Linkage
-
“You know how the \hat command in LaTeΧ puts a caret above a letter? … Well I was thinking it would be funny if someone made a package that made the \hat command put a picture of an actual hat on the symbol instead?” And then Matthew Scroggs and Adam Townsend went ahead and did it (\(\mathbb{M}\)).
-
Generating 4d polyhedra from their symmetries (\(\mathbb{M}\), via), by Mikael Hvidtfeldt Christensen.
-
Windows on Theory and Scott Aaronson both warn about a fake web site for FOCS 2019, whose submission deadline just passed (\(\mathbb{M}\)).
-
GeometrieWerkstatt Gallery (\(\mathbb{M}\)). A collection of weirdly-shaped mathematical surfaces, mostly of constant mean curvature.
-
Sandi Irani wins IEEE TCMF Distinguished Service Award (\(\mathbb{M}\)). The award recognizes her work chairing the ad hoc committee to combat harassment and discrimination in the theory of computing community, and then getting many theory conferences to follow its recommendations.
-
Periodic billiard paths (\(\mathbb{M}\)). If the boundary of a given polygon is made of mirrors, these are paths that a laser beam could take that would eventually reflect back to the starting point and angle and then repeat infinitely. It remains a heavily-studied open question whether such paths exist in every triangle. This blog post from 2014 provides a proof that they do exist in polygons whose vertex angles are all rational multiples of \(\pi\).
-
PLOS disappears one (or maybe more) of its hosted blogs (\(\mathbb{M}\)) without any warning to the blog author, without any attempt at keeping old blog links still working, and with only a belated apology.
-
The Supreme Court’s math problem (\(\mathbb{M}\), via). Jordan Ellenberg explains why, in testing for gerrymandering, asking about deviation from proportional representation is the wrong question. Democratic systems naturally concentrate power to the majority rather than being proportional. The right question is whether that concentration is at the natural level, or is artificially accelerated in one direction or another.
-
EU falsely calls Internet Archive’s major collection pages, scholarly articles, and copies of US government publications “terrorism” and demands they be taken down from the internet (\(\mathbb{M}\), see also).
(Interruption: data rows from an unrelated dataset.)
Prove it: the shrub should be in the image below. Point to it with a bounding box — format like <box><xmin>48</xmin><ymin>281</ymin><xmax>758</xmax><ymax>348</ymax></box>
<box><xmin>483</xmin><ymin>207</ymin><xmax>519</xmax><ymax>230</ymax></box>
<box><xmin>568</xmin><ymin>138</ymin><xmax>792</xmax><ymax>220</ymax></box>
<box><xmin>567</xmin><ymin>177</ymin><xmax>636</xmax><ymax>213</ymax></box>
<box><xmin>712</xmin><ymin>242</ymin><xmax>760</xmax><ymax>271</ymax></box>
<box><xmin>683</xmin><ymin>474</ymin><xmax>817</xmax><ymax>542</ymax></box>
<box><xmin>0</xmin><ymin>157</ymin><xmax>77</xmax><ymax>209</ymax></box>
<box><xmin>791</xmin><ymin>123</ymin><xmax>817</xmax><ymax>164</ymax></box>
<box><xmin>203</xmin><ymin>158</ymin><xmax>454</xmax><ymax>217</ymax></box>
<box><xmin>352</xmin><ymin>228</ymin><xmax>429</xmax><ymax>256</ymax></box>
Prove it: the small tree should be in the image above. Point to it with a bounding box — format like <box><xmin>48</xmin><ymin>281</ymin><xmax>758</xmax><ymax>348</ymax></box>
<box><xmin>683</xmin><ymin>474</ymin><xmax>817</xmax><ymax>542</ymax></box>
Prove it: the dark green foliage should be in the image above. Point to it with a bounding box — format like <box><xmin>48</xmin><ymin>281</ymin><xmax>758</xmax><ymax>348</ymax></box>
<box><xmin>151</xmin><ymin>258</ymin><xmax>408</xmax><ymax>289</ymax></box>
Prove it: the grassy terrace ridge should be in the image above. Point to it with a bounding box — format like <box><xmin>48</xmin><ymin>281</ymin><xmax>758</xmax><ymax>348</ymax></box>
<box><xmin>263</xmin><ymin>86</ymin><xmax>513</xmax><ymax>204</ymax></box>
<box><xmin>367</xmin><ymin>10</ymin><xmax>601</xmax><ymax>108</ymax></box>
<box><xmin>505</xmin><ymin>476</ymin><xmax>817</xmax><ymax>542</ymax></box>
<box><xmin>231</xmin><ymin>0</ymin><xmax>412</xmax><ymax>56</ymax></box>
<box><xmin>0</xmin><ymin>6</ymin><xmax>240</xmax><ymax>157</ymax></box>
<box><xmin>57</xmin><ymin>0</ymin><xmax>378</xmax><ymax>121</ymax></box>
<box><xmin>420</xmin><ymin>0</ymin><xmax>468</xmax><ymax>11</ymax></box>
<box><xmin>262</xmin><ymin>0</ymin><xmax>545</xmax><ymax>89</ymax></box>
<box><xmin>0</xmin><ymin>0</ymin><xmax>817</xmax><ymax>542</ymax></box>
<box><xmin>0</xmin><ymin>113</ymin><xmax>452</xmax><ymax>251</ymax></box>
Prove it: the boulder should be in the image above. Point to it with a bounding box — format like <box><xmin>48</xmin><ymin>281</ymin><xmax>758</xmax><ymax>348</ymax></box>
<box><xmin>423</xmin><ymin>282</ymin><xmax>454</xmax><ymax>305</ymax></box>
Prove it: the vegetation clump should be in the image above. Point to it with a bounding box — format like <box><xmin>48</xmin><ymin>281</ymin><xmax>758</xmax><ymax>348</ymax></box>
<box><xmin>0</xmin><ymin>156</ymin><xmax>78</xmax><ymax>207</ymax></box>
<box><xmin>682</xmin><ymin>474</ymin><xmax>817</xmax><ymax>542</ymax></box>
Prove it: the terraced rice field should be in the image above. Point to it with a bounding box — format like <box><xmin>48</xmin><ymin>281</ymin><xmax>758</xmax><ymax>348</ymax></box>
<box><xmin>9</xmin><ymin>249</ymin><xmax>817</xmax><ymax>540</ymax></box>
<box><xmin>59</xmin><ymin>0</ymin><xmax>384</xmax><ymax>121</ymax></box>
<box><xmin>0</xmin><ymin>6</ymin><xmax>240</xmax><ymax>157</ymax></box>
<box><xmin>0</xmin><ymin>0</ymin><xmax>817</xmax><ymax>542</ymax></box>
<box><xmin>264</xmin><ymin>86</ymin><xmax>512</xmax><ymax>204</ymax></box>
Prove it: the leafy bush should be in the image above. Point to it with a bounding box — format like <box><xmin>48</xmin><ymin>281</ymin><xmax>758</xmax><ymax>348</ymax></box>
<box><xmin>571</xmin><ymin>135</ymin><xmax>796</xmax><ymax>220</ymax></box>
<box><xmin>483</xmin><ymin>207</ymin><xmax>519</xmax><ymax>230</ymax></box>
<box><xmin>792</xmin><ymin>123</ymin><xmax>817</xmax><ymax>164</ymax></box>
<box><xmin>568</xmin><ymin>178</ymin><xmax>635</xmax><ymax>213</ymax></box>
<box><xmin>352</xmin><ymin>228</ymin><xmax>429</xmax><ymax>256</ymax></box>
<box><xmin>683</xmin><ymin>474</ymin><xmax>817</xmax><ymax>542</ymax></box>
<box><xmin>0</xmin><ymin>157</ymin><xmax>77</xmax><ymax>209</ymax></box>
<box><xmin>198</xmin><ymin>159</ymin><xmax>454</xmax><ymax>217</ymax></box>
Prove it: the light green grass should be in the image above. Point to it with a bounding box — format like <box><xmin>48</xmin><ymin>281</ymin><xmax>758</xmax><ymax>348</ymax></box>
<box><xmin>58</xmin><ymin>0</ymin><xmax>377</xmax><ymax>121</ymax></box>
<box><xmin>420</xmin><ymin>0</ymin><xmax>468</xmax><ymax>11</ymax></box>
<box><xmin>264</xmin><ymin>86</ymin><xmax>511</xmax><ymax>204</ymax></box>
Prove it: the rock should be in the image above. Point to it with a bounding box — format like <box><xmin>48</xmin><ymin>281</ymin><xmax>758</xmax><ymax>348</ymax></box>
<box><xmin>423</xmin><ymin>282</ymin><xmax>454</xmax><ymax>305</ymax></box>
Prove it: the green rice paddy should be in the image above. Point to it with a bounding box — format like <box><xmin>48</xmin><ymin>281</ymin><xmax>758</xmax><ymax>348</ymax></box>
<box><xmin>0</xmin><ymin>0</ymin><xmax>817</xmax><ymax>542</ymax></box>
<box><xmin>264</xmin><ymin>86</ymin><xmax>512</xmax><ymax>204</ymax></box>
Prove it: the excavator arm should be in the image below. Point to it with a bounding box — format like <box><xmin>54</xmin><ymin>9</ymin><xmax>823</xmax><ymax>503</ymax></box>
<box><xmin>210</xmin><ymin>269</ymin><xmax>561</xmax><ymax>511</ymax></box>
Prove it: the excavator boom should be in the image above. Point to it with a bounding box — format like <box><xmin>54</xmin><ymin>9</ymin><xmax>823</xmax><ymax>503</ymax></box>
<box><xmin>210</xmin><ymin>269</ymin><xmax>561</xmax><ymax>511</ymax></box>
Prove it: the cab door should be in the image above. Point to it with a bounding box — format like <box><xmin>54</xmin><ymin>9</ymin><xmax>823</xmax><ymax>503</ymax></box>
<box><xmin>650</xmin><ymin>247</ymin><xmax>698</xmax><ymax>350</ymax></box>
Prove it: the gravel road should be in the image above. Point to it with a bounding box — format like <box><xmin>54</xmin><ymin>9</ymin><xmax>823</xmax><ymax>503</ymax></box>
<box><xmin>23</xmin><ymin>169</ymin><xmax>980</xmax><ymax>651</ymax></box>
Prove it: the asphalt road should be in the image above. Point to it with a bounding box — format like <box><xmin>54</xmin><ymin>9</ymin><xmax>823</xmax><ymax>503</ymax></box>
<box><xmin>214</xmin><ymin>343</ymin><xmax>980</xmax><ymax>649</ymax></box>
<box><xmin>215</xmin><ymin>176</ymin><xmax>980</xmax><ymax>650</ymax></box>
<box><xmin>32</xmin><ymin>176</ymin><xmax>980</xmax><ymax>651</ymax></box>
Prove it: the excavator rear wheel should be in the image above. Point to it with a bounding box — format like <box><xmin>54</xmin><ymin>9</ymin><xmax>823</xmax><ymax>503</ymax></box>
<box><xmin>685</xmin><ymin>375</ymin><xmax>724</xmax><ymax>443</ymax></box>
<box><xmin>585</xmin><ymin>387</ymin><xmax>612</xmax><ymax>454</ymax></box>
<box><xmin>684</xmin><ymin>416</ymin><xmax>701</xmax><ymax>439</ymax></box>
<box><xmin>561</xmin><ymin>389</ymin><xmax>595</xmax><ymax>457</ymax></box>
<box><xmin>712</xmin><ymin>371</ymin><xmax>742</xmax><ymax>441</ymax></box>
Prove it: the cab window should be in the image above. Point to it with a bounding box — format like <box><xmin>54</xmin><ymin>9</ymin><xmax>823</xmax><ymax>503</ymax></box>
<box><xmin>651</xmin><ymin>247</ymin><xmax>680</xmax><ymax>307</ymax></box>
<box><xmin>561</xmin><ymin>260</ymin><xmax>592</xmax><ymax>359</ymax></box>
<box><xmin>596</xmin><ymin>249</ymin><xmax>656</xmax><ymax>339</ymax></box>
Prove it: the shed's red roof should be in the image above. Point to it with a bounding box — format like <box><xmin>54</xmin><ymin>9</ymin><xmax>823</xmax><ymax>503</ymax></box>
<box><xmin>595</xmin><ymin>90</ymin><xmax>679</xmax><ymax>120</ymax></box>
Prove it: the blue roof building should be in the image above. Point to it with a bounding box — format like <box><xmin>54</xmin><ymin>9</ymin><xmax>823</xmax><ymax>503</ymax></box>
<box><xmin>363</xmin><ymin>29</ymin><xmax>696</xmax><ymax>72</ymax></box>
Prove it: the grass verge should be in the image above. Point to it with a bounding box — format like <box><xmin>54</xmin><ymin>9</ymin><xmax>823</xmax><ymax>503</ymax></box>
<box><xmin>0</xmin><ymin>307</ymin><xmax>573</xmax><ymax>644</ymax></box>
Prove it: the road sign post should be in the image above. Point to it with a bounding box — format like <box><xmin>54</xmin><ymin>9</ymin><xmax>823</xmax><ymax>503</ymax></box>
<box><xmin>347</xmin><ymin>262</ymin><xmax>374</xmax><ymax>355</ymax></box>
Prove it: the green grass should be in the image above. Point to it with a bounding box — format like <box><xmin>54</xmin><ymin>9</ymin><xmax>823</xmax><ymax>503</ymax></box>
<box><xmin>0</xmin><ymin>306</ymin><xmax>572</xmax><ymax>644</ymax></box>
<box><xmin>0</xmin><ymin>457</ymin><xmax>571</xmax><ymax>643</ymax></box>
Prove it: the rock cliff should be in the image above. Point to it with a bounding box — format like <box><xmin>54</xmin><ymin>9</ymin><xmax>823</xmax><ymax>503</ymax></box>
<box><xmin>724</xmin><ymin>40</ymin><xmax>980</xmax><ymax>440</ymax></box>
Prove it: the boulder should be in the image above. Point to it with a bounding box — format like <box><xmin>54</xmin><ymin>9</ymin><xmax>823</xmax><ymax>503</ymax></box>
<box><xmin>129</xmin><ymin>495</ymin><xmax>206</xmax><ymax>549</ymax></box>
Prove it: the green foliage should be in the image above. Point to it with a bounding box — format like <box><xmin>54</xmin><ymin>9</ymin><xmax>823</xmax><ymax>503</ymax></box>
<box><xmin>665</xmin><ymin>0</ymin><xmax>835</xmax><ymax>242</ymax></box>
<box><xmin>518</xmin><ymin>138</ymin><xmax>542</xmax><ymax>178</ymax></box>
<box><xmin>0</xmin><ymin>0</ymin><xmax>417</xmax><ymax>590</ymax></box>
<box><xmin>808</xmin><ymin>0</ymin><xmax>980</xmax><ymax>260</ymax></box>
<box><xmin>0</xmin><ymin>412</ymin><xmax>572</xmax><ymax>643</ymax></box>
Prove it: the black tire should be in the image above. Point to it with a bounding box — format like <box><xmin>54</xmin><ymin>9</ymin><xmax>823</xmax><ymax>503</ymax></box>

The EU is about to vote to require terrorism takedowns to happen within an hour, and these requests are coming on European times when all Internet Archive employees (in California) are asleep, making manual review of these bad takedowns difficult.
-
SIAM-ACM Conference on Algorithmic Principles of Computer Systems, APOCS (\(\mathbb{M}\)). This is a new conference to be held with SODA, next January in Salt Lake City, covering “all areas of algorithms and architectures that offer insight into the performance and design of computer systems”. Submission titles and abstracts are due August 9 (with full papers due a week later) so if this is an area you’re interested in there’s still plenty of time to come up with something to submit.
-
Sad news from Berkeley: Elwyn Berlekamp has died (\(\mathbb{M}\), see also). Berlekamp made significant contributions to combinatorial game theory (motivated, as I understand it, by the mathematical study of Go endgames), coding theory, and algorithms for polynomials.
-
An unofficially-proposed new Berlin transit map replaces stylized axis-parallel and diagonal line segments with smooth curves (\(\mathbb{M}\), via). The old design was seen as “out of style”, “too robotized”, and too difficult to follow routes. There’s still a strong preference for axis-parallel and diagonal lines in the new map, but the connections between them have been smoothed out.